Beware of the Batch Size: Hyperparameter Bias in Evaluating LoRA
Sangyoon Lee, Jaeho Lee
TL;DR
This paper tackles the mismatch and contradictions in reported gains for LoRA variants by revealing batch size as a major confound in evaluations. Through a unified experimental framework that varies batch size, learning rate, and protocol, the authors show that vanilla LoRA can match or beat PiSSA and MiLoRA when batch size is optimized, reconciling prior claims. They dissect how the optimal batch size interacts with LoRA rank, dataset scale, and base-model capacity, and propose a low-cost proxy using small-scale, low-rank configurations on the full dataset to identify transferable batch-size settings. The work offers practical guidance for robust evaluation and efficient deployment of LoRA-based fine-tuning in resource-constrained environments, highlighting that the optimal batch size is not universally small and that careful tuning is essential for credible comparisons.
Abstract
Low-rank adaptation (LoRA) is a standard approach for fine-tuning large language models, yet its many variants report conflicting empirical gains, often on the same benchmarks.

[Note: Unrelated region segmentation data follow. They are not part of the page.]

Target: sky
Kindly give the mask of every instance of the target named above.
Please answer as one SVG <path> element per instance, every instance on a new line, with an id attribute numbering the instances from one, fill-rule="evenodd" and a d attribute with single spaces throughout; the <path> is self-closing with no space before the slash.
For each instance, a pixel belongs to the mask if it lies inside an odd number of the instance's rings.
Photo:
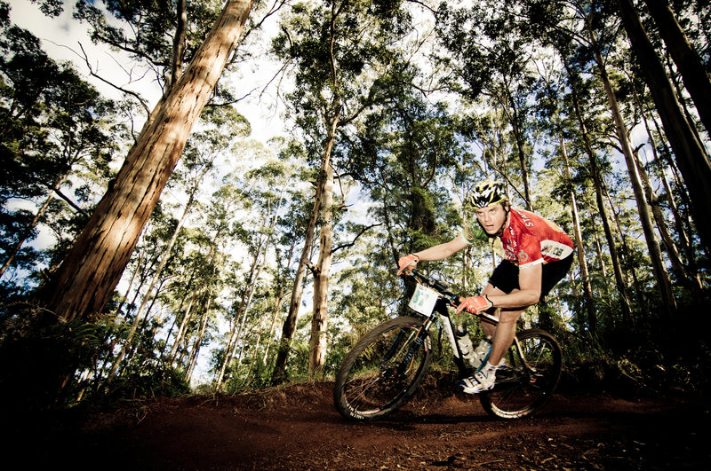
<path id="1" fill-rule="evenodd" d="M 122 94 L 116 88 L 90 75 L 82 49 L 86 52 L 95 73 L 122 88 L 140 93 L 147 100 L 149 109 L 157 103 L 162 90 L 153 80 L 153 75 L 144 75 L 136 68 L 132 69 L 127 54 L 110 51 L 102 44 L 92 43 L 85 26 L 72 18 L 74 2 L 65 1 L 65 10 L 56 19 L 44 16 L 37 5 L 28 0 L 9 0 L 8 3 L 11 6 L 10 20 L 12 23 L 29 30 L 38 37 L 42 42 L 43 50 L 54 60 L 70 61 L 80 75 L 99 90 L 104 97 L 121 99 Z M 271 78 L 275 69 L 276 66 L 272 68 L 263 60 L 260 62 L 259 67 L 245 67 L 244 72 L 240 71 L 244 83 L 238 82 L 235 86 L 238 90 L 252 90 L 255 84 L 266 82 Z M 284 124 L 279 119 L 279 110 L 275 111 L 273 106 L 268 106 L 270 100 L 273 101 L 273 98 L 269 96 L 264 97 L 261 101 L 259 98 L 249 98 L 237 106 L 238 111 L 252 125 L 251 137 L 260 142 L 266 142 L 274 136 L 284 134 Z M 140 129 L 145 121 L 145 116 L 137 118 L 136 126 Z M 230 169 L 226 169 L 225 173 Z M 49 233 L 44 236 L 41 234 L 33 245 L 47 245 L 50 241 L 45 238 L 49 237 L 51 237 Z M 122 293 L 125 291 L 125 287 L 121 284 L 117 289 Z M 226 326 L 220 328 L 223 329 L 226 329 Z M 207 349 L 201 351 L 201 361 L 194 375 L 194 385 L 208 380 L 206 363 L 209 356 Z"/>

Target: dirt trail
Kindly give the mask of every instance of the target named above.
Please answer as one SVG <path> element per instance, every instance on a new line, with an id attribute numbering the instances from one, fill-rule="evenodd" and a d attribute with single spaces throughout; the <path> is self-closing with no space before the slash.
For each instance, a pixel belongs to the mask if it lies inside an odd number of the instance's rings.
<path id="1" fill-rule="evenodd" d="M 475 397 L 418 393 L 390 418 L 342 419 L 332 385 L 156 399 L 20 420 L 22 467 L 92 469 L 702 469 L 708 408 L 679 400 L 556 395 L 532 419 Z M 8 459 L 8 456 L 4 456 Z"/>

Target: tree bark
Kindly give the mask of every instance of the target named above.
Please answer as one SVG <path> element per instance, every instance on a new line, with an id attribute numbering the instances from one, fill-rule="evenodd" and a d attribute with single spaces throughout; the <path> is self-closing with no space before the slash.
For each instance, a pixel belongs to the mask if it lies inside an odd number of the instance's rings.
<path id="1" fill-rule="evenodd" d="M 603 82 L 603 86 L 604 87 L 605 95 L 607 95 L 610 111 L 612 114 L 612 120 L 615 122 L 615 128 L 617 129 L 619 145 L 622 146 L 622 153 L 624 154 L 625 161 L 627 162 L 627 173 L 629 175 L 630 182 L 632 183 L 635 200 L 637 203 L 640 223 L 642 224 L 642 230 L 644 232 L 644 239 L 647 241 L 647 247 L 650 251 L 649 256 L 651 260 L 654 276 L 657 279 L 657 287 L 659 294 L 661 295 L 662 306 L 664 307 L 666 314 L 671 318 L 674 316 L 674 312 L 676 310 L 676 301 L 674 298 L 671 283 L 669 282 L 669 277 L 661 259 L 659 245 L 657 242 L 656 237 L 654 236 L 654 229 L 651 224 L 649 205 L 647 203 L 647 199 L 644 196 L 644 190 L 642 188 L 642 184 L 640 182 L 636 161 L 632 153 L 632 146 L 629 143 L 629 136 L 627 135 L 627 126 L 625 125 L 622 118 L 622 114 L 619 111 L 617 97 L 612 90 L 612 84 L 610 82 L 610 77 L 605 70 L 604 62 L 603 60 L 602 54 L 600 53 L 600 48 L 597 47 L 596 42 L 593 37 L 593 31 L 591 27 L 589 29 L 589 33 L 590 40 L 593 43 L 593 49 L 595 51 L 595 62 L 600 73 L 600 78 Z"/>
<path id="2" fill-rule="evenodd" d="M 701 58 L 689 43 L 686 34 L 666 1 L 644 0 L 644 3 L 657 23 L 667 50 L 682 75 L 683 86 L 691 96 L 701 122 L 711 134 L 711 80 Z"/>
<path id="3" fill-rule="evenodd" d="M 66 259 L 42 289 L 45 307 L 60 319 L 90 318 L 110 298 L 252 4 L 226 4 L 184 74 L 151 113 Z"/>
<path id="4" fill-rule="evenodd" d="M 338 115 L 333 120 L 334 134 Z M 329 139 L 327 151 L 331 153 L 333 136 Z M 328 328 L 328 285 L 331 277 L 332 247 L 333 246 L 333 168 L 326 169 L 326 184 L 321 204 L 321 238 L 316 268 L 314 271 L 314 314 L 311 318 L 311 339 L 308 352 L 308 374 L 316 375 L 326 360 L 326 330 Z"/>
<path id="5" fill-rule="evenodd" d="M 563 139 L 563 135 L 560 137 L 560 149 L 563 161 L 565 165 L 565 177 L 570 183 L 571 181 L 571 167 L 568 162 L 568 152 L 565 149 L 565 141 Z M 585 303 L 585 310 L 587 313 L 587 328 L 590 330 L 590 334 L 595 335 L 597 334 L 597 313 L 593 302 L 593 287 L 590 283 L 590 273 L 587 271 L 587 259 L 585 256 L 585 246 L 583 244 L 582 231 L 580 230 L 580 217 L 578 213 L 578 199 L 572 188 L 571 188 L 571 216 L 572 216 L 575 247 L 578 248 L 578 263 L 580 266 L 583 302 Z"/>

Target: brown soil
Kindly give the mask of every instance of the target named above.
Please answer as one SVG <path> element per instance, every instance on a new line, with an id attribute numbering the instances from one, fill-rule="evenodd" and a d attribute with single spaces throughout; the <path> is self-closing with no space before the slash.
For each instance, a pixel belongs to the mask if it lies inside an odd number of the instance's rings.
<path id="1" fill-rule="evenodd" d="M 4 461 L 61 469 L 702 469 L 707 407 L 556 395 L 533 418 L 489 417 L 473 396 L 423 388 L 387 420 L 355 423 L 332 383 L 158 398 L 4 420 Z"/>

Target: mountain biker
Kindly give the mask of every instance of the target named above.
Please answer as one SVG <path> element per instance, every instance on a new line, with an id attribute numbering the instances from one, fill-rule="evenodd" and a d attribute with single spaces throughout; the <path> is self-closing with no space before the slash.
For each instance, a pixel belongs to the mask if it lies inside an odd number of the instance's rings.
<path id="1" fill-rule="evenodd" d="M 484 334 L 491 339 L 491 349 L 486 364 L 459 382 L 459 388 L 467 394 L 493 388 L 496 371 L 503 366 L 503 356 L 514 341 L 519 316 L 563 279 L 573 260 L 571 238 L 540 216 L 512 208 L 504 190 L 499 182 L 478 183 L 467 199 L 475 208 L 476 218 L 466 224 L 459 235 L 449 242 L 405 255 L 397 263 L 400 275 L 419 261 L 443 260 L 471 245 L 482 230 L 492 246 L 494 241 L 501 242 L 503 260 L 481 295 L 466 298 L 457 308 L 457 313 L 466 310 L 473 314 L 493 311 L 494 315 L 499 310 L 494 308 L 500 308 L 498 326 L 482 323 Z"/>

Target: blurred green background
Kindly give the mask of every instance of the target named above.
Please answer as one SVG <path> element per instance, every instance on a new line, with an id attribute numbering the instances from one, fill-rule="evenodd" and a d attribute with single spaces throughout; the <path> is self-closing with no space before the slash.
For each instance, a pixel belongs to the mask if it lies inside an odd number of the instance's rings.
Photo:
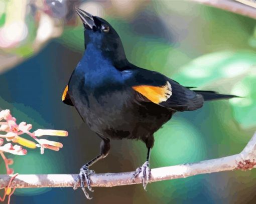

We show that these contradictions arise from a single overlooked factor: the batch size. When properly tuned, vanilla LoRA often matches the performance of more complex variants. We further propose a proxy-based, cost-efficient strategy for batch size tuning, revealing the impact of rank, dataset size, and model capacity on the optimal batch size. Our findings elevate batch size from a minor implementation detail to a first-order design parameter, reconciling prior inconsistencies and enabling more reliable evaluations of LoRA variants.